First, I have run tophat with -r 50, however I have calculated than the mean inner distance is around 0
mean insert (195) - 2xread_size(100) = mean distance between mate pairs (-5).
I got with -5:
40915584 + 0 in total (QC-passed reads + QC-failed reads)
0 + 0 duplicates
40915584 + 0 mapped (100.00%:-nan%)
40915584 + 0 paired in sequencing
20381317 + 0 read1
20534267 + 0 read2
21446582 + 0 properly paired (52.42%:-nan%)
33030608 + 0 with itself and mate mapped
7884976 + 0 singletons (19.27%:-nan%)
0 + 0 with mate mapped to a different chr
0 + 0 with mate mapped to a different chr (mapQ>=5)
52783519 + 0 in total (QC-passed reads + QC-failed reads)
0 + 0 duplicates
and with 50:
52783519 + 0 mapped (100.00%:-nan%)
52783519 + 0 paired in sequencing
26328045 + 0 read1
26455474 + 0 read2
33127790 + 0 properly paired (62.76%:-nan%)
42606738 + 0 with itself and mate mapped
10176781 + 0 singletons (19.28%:-nan%)
0 + 0 with mate mapped to a different chr
0 + 0 with mate mapped to a different chr (mapQ>=5)
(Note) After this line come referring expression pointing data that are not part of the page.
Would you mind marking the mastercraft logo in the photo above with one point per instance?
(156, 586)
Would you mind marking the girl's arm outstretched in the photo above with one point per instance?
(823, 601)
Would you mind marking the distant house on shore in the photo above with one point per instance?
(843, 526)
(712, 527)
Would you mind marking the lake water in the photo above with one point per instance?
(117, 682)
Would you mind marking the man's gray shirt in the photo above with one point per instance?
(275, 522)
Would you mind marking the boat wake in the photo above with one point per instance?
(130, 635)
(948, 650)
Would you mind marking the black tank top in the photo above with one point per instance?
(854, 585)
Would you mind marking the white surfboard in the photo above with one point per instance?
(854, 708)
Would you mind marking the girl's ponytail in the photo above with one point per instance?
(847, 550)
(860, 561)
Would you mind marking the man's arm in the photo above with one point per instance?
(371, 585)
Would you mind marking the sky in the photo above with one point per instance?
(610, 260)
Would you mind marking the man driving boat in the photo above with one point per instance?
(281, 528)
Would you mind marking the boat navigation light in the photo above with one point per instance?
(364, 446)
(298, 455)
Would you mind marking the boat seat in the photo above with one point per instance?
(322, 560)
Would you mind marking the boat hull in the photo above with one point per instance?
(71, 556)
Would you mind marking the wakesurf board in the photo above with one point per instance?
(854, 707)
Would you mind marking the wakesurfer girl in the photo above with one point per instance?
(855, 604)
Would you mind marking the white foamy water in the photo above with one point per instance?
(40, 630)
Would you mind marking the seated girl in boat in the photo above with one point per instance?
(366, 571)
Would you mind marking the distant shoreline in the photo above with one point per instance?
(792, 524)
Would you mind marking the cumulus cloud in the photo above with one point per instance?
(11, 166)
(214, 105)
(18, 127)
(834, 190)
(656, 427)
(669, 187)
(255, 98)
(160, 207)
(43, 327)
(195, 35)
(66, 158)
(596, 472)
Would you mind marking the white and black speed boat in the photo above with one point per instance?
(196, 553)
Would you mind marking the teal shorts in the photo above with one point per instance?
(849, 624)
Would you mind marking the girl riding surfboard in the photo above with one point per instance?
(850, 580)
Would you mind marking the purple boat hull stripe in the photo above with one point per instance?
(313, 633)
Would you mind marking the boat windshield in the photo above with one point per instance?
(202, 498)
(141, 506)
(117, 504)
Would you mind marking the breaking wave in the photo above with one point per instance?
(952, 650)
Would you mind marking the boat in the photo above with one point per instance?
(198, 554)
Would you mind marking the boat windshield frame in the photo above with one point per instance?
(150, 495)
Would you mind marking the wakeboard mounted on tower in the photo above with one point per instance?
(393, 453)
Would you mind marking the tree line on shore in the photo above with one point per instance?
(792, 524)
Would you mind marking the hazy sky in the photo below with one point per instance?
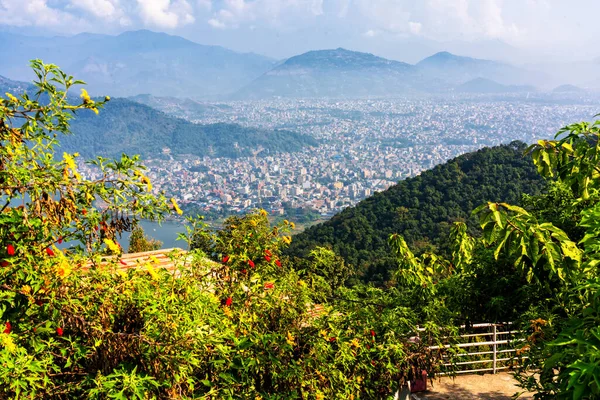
(402, 29)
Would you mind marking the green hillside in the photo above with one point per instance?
(422, 208)
(128, 127)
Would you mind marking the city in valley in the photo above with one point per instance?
(365, 146)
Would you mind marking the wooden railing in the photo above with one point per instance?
(498, 342)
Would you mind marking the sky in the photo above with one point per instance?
(406, 30)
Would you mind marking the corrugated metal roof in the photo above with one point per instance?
(164, 258)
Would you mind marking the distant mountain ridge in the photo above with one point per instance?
(159, 64)
(482, 85)
(136, 62)
(345, 73)
(422, 209)
(331, 73)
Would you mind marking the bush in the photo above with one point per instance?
(242, 325)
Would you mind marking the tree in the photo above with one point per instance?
(79, 324)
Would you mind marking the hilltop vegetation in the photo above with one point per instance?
(128, 127)
(422, 209)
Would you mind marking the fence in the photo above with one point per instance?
(497, 342)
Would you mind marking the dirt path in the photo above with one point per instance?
(501, 386)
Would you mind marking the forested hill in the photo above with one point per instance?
(124, 126)
(422, 208)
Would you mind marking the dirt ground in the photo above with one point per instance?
(501, 386)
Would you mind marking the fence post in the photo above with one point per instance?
(495, 347)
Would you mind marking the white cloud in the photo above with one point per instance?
(166, 13)
(106, 9)
(35, 13)
(276, 13)
(414, 27)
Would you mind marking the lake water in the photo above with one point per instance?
(166, 232)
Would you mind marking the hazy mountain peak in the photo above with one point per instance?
(339, 58)
(444, 57)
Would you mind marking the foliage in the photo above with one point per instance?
(422, 209)
(563, 347)
(139, 242)
(78, 323)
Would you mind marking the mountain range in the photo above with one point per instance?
(422, 209)
(164, 65)
(127, 126)
(135, 62)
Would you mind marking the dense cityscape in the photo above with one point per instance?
(365, 146)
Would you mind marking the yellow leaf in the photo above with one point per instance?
(112, 246)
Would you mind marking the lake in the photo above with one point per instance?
(166, 232)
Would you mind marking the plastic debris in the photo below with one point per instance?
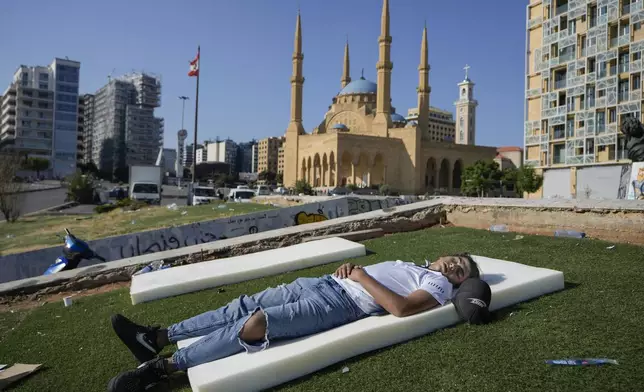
(570, 234)
(499, 228)
(153, 266)
(582, 362)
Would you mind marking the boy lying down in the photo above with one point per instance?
(304, 307)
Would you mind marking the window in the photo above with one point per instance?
(636, 82)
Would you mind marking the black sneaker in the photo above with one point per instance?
(140, 379)
(139, 339)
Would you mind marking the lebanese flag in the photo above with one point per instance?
(194, 65)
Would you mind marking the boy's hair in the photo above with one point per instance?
(474, 267)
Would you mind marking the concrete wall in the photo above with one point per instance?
(34, 263)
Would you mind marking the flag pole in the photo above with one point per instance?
(194, 145)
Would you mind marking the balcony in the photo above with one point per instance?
(626, 9)
(560, 84)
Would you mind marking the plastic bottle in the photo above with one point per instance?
(153, 266)
(570, 234)
(499, 228)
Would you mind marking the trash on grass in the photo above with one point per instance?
(153, 266)
(582, 362)
(16, 372)
(499, 228)
(570, 234)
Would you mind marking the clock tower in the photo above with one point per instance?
(466, 111)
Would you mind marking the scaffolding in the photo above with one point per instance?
(583, 101)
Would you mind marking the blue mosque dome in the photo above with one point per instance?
(360, 86)
(397, 118)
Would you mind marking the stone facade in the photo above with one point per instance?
(363, 141)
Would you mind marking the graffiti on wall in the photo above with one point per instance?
(636, 191)
(34, 263)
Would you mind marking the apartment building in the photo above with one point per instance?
(125, 129)
(39, 113)
(583, 75)
(268, 154)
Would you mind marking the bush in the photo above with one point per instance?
(385, 190)
(301, 186)
(81, 188)
(105, 208)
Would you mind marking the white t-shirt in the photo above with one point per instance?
(402, 278)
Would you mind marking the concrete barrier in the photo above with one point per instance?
(34, 263)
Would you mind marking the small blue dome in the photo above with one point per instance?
(397, 118)
(360, 86)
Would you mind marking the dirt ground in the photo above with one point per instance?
(28, 301)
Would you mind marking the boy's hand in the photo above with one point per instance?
(345, 270)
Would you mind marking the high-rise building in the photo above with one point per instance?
(222, 151)
(125, 130)
(244, 162)
(39, 112)
(88, 126)
(268, 154)
(255, 158)
(583, 76)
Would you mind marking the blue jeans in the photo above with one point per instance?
(303, 307)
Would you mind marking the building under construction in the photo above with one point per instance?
(124, 129)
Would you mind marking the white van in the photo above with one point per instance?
(241, 195)
(262, 190)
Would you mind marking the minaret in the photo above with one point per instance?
(346, 68)
(423, 87)
(382, 121)
(295, 127)
(466, 112)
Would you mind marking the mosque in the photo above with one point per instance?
(363, 141)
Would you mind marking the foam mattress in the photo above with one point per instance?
(283, 361)
(208, 274)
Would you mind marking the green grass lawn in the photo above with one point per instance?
(41, 231)
(598, 315)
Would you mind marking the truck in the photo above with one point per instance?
(145, 183)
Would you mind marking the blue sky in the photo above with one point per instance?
(246, 48)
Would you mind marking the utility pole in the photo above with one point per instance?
(183, 98)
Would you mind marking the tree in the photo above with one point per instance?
(36, 164)
(10, 197)
(480, 177)
(527, 180)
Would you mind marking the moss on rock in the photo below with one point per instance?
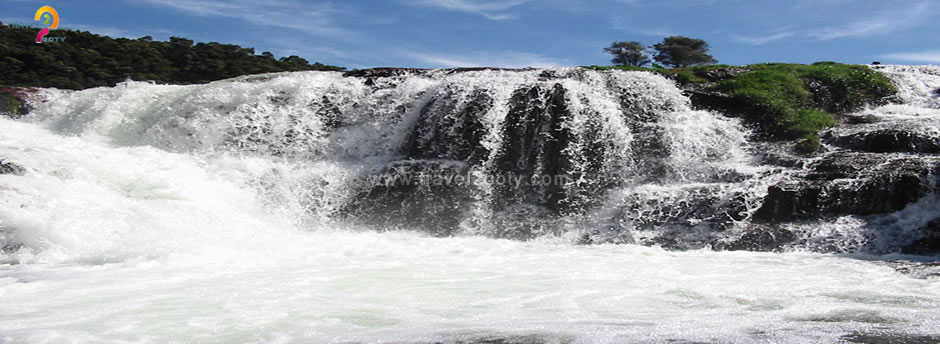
(790, 102)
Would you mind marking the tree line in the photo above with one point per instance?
(675, 51)
(87, 60)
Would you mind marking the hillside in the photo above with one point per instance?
(87, 60)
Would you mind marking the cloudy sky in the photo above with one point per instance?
(519, 33)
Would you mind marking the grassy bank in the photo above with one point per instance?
(782, 101)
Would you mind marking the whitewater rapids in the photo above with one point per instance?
(129, 227)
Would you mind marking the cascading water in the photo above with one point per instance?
(318, 207)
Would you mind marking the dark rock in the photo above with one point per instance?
(426, 195)
(861, 119)
(534, 142)
(7, 167)
(450, 130)
(887, 141)
(762, 239)
(679, 219)
(849, 184)
(13, 100)
(916, 269)
(929, 245)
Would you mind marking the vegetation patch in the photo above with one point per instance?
(86, 60)
(782, 101)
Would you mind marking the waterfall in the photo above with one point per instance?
(460, 206)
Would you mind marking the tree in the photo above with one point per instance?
(628, 53)
(679, 51)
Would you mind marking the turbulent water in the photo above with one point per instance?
(441, 206)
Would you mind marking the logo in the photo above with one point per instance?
(47, 16)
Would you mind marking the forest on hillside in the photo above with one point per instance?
(87, 60)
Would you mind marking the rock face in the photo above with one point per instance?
(413, 194)
(7, 167)
(896, 140)
(928, 245)
(13, 100)
(850, 184)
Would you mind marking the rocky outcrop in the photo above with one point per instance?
(413, 194)
(930, 244)
(13, 100)
(760, 238)
(7, 167)
(847, 183)
(893, 140)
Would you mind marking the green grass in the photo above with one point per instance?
(786, 101)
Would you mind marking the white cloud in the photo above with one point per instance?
(923, 56)
(886, 23)
(494, 10)
(504, 59)
(278, 13)
(764, 39)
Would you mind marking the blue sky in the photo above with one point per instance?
(519, 33)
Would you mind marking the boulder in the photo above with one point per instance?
(414, 194)
(846, 183)
(929, 245)
(887, 141)
(761, 238)
(7, 167)
(13, 100)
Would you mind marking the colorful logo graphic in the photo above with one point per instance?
(47, 16)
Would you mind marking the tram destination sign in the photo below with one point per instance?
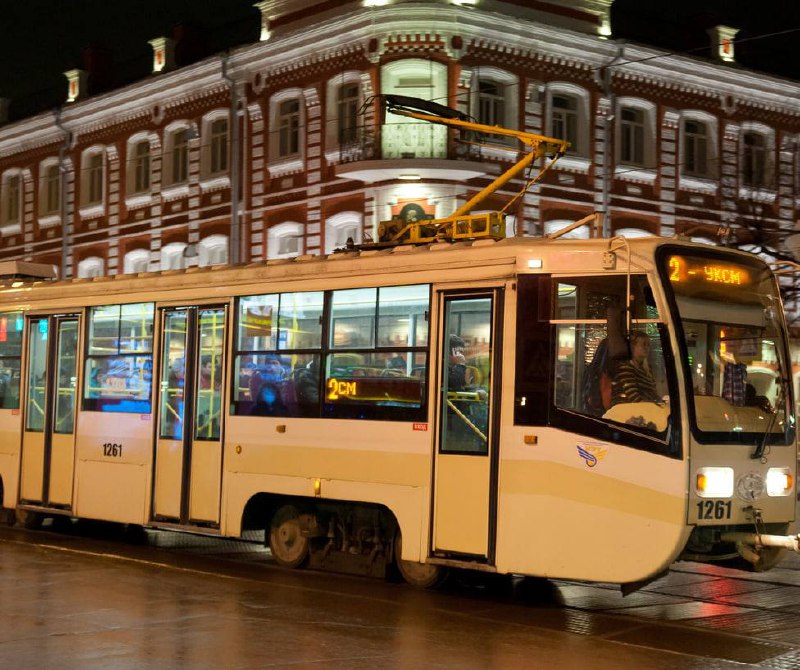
(685, 270)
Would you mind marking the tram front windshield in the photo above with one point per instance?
(734, 349)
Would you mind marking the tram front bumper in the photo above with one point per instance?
(748, 543)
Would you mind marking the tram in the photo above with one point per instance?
(416, 407)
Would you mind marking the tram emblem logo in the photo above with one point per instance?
(591, 453)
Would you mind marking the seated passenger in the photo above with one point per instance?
(633, 380)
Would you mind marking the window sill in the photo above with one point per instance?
(92, 211)
(757, 194)
(139, 200)
(577, 164)
(49, 221)
(698, 184)
(215, 183)
(284, 166)
(175, 191)
(499, 152)
(635, 173)
(7, 229)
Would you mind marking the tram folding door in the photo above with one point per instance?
(188, 459)
(465, 489)
(48, 440)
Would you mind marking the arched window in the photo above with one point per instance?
(568, 116)
(176, 153)
(172, 257)
(138, 165)
(756, 155)
(137, 260)
(286, 125)
(11, 191)
(341, 227)
(92, 178)
(555, 225)
(402, 137)
(344, 98)
(285, 240)
(213, 250)
(495, 94)
(215, 145)
(636, 133)
(49, 187)
(698, 149)
(91, 267)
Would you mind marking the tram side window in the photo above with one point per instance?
(119, 359)
(277, 359)
(10, 355)
(599, 371)
(376, 362)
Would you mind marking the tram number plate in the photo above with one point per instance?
(714, 509)
(112, 449)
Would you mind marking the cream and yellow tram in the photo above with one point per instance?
(458, 396)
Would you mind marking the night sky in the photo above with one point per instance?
(40, 39)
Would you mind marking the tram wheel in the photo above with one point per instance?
(419, 575)
(289, 547)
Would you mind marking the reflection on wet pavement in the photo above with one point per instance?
(97, 596)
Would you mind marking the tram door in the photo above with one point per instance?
(48, 441)
(466, 455)
(188, 459)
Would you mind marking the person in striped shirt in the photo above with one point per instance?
(633, 379)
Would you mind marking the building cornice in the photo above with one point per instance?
(355, 31)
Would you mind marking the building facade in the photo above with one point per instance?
(280, 148)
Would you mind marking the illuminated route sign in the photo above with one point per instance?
(698, 271)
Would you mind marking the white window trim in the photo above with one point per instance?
(281, 165)
(167, 177)
(582, 151)
(275, 233)
(391, 75)
(213, 181)
(132, 196)
(509, 83)
(14, 226)
(86, 209)
(45, 217)
(93, 266)
(171, 251)
(706, 183)
(341, 221)
(332, 109)
(132, 258)
(208, 245)
(627, 171)
(764, 194)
The library is RNA-seq mapped to hg19, the total reads in FASTQ R1 are 78751541, so I'm confused.
What are your read lengths? 100? 250? 300? Pair end or no?
paired-end 100nt
This isn't likely a sufficient answer to your question, but when I use tophat (for rough analysis), I tend to use
-r
with 1/3 the read length. Giving tophat too high a number for-r
has always caused me problems in the past. When I went to the documentation, it gives the example of entering-r 200
for 300bp (paired end) reads.Why you have different numbers of starting reads (40915584 vs 52783519) for both cases?
These I think are not starting reads but a mapped ones.
My bad. This is an output from
samtools flagstat
. I thought this is a log file from Tophat2. I definitely need some coffee. Can't say whats going on right now but I would definitely go with results from the second case.